Numerical Models of Indian Plate Underthrusting After Slab Break-off: Controls on Himalayan-Tibetan Tectonics

Abstract:

Tomographic images show that the Indian lithosphere lies sub-horizontally beneath the southern part of the Tibetan Plateau. However, the evolution of the India-Eurasia collisional system that formed the present-day crustal and lithospheric structure is unclear. We developed a three-dimensional numerical model of this collision zone to investigate what causes the underthrusting of the Indian lithosphere and what consequences this might have on the topographic, structural and thermal evolution of the broad collision zone.

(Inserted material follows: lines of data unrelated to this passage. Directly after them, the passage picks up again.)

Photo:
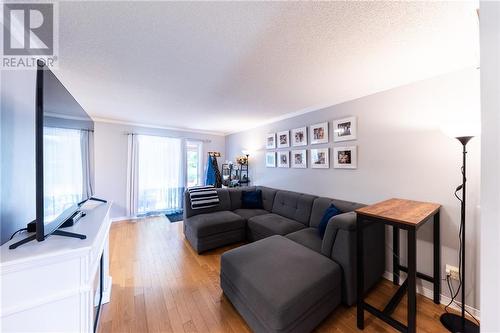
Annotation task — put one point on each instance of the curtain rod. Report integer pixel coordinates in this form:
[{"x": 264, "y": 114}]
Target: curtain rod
[{"x": 169, "y": 136}]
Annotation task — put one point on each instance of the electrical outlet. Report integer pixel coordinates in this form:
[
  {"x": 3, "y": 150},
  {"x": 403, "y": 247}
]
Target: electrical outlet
[{"x": 453, "y": 272}]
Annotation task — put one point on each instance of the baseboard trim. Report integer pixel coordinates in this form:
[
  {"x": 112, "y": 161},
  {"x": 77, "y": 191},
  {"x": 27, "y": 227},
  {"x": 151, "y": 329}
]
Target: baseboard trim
[
  {"x": 124, "y": 218},
  {"x": 426, "y": 292}
]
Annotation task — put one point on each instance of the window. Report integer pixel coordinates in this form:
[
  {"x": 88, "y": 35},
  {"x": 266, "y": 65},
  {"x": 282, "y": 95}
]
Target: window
[
  {"x": 63, "y": 169},
  {"x": 194, "y": 163},
  {"x": 160, "y": 180}
]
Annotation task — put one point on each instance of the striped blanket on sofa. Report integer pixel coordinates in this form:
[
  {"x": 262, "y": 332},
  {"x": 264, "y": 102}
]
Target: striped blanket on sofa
[{"x": 203, "y": 197}]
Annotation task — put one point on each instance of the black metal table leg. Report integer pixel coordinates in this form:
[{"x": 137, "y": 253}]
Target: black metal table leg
[
  {"x": 360, "y": 274},
  {"x": 395, "y": 255},
  {"x": 412, "y": 276},
  {"x": 437, "y": 260}
]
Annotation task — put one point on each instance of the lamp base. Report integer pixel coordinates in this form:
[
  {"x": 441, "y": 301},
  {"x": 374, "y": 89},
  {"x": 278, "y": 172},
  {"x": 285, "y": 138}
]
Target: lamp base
[{"x": 453, "y": 323}]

Our modelling results show that initially the Indian continental plate subducts at ~45 degree dip, and that after oceanic slab break-off occurs (at least 10 Myr after initial collision), it may rise back towards the surface and underthrust the Eurasian plate. This process can result in the formation of a thick horizontal layer of continental crust that extends for about ~300 km from the suture zone under the overriding Eurasian plate. This scenario fits very well with the proposed deep structure of the area inferred from geophysical observations. Interestingly, we find that this process of underplating after slab break-off happens only if an external force pushes the subducting plate towards the overriding plate, consistent with a far field driver from the Réunion plume or ridge push.

We observe a sharp peak in the effect on overriding plate topography right after the occurrence of slab break-off. Afterwards, during underplating, the maximum topographic effect is lower, but the area with high topography is much larger (up to 200 km across). Precise contributions to elevation are parameter-sensitive, but this pattern of a northwards-migration of the topographic effect seems robust. As the Indian continental lithosphere rises, its temperature decreases at the top of 100 – 250ºC through time. At the same time, however, the deepest part of the subducted continental crust gets hotter reaching temperatures of ~850ºC. Moreover, the overriding mantle wedge progressively migrates northwards away from the trench and eventually disappears. This pattern matches observed trends in the location and composition of magmatism in the Lhasa terrane.